DataFrame and dataset both can be used with this function, and it is essential to use this function while working with Data Science and Machine Learning. By understanding the syntax and practical examples of the astype() function, we can modify, preprocess, and transform data accurately.
In summary, the astype() function is a method of Pandas library used to convert the data type of a column or series in Python. It is crucial for data pre-processing in Data Science and Machine Learning, as different models require different data types.
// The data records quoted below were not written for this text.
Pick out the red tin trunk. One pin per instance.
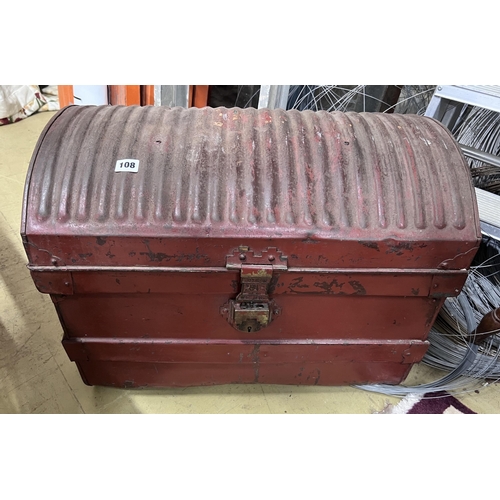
(209, 246)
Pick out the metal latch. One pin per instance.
(252, 309)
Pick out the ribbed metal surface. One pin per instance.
(219, 170)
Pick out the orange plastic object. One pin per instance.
(128, 95)
(147, 95)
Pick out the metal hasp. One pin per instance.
(253, 309)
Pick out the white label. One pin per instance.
(127, 165)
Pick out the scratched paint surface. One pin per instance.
(342, 196)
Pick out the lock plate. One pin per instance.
(253, 309)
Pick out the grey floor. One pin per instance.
(36, 375)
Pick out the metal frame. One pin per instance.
(171, 96)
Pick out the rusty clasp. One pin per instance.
(253, 309)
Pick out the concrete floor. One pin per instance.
(36, 375)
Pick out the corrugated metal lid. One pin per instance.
(269, 173)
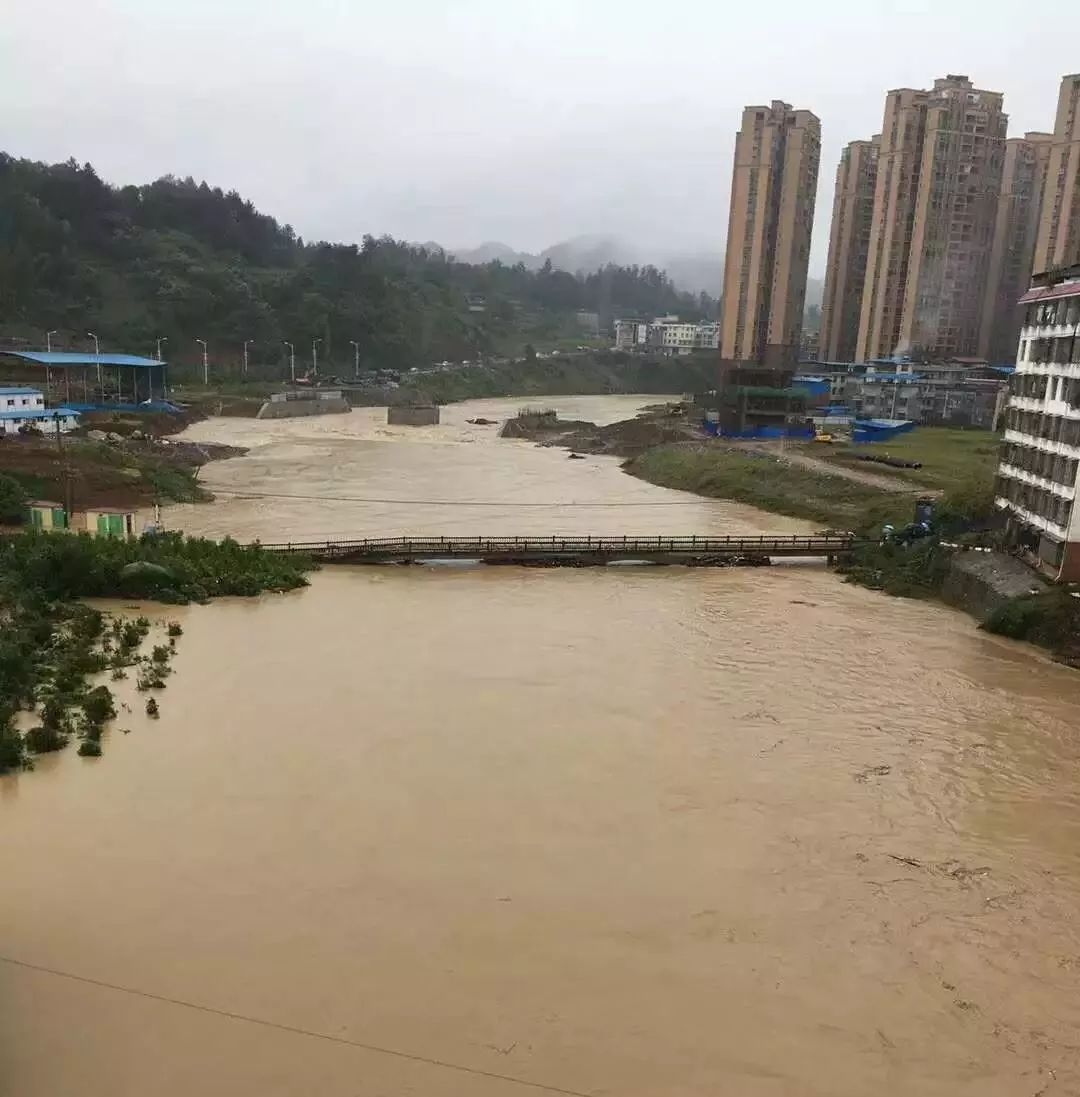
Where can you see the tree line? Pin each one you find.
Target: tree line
(181, 260)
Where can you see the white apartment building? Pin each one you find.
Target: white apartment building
(22, 406)
(631, 335)
(1039, 465)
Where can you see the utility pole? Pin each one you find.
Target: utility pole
(101, 391)
(206, 369)
(48, 348)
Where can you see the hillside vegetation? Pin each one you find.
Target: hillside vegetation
(183, 260)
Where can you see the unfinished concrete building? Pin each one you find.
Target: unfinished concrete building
(771, 218)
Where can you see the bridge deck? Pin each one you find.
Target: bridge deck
(580, 550)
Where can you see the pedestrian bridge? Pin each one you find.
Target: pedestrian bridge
(575, 551)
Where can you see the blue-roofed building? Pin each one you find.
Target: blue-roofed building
(22, 406)
(88, 381)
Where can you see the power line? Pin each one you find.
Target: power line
(443, 502)
(329, 1038)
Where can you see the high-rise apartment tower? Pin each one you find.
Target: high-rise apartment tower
(849, 245)
(773, 190)
(1013, 248)
(1058, 244)
(935, 203)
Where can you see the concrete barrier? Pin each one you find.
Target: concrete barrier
(412, 415)
(293, 408)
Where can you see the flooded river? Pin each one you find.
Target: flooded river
(638, 832)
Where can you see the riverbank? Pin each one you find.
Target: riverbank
(53, 645)
(836, 487)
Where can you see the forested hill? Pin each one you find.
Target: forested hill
(185, 261)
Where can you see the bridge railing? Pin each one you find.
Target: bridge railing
(816, 544)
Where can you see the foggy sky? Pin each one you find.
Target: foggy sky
(491, 120)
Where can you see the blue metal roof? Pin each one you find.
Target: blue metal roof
(77, 358)
(35, 413)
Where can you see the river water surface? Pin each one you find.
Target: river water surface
(623, 832)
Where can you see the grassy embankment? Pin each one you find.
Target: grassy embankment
(957, 466)
(582, 374)
(52, 644)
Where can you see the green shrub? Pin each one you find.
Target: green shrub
(12, 749)
(98, 704)
(43, 739)
(12, 501)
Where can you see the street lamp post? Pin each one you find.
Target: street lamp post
(101, 391)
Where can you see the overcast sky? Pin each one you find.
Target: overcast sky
(492, 120)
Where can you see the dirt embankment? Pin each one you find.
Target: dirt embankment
(624, 439)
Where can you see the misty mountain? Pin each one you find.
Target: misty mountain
(592, 251)
(691, 272)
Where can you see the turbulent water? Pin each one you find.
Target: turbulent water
(624, 832)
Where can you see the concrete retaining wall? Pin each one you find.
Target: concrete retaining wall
(293, 409)
(412, 415)
(979, 583)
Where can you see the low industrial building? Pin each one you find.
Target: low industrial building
(412, 415)
(294, 405)
(84, 382)
(955, 393)
(1038, 474)
(667, 335)
(756, 402)
(47, 517)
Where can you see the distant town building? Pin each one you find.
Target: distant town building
(667, 335)
(1013, 244)
(935, 203)
(22, 406)
(773, 191)
(1038, 475)
(1058, 241)
(849, 246)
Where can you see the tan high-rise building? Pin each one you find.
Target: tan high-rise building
(849, 245)
(773, 190)
(1058, 242)
(935, 205)
(1013, 248)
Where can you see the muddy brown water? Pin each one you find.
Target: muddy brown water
(622, 832)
The syntax of astype() includes dtype, copy, and errors, and the function returns a copy of the data converted to the specified format. The two practical examples provided demonstrate how to use astype() function to convert data types in both DataFrames and datasets.
Understanding the astype() function is necessary to modify, preprocess, and transform data accurately for data analysis.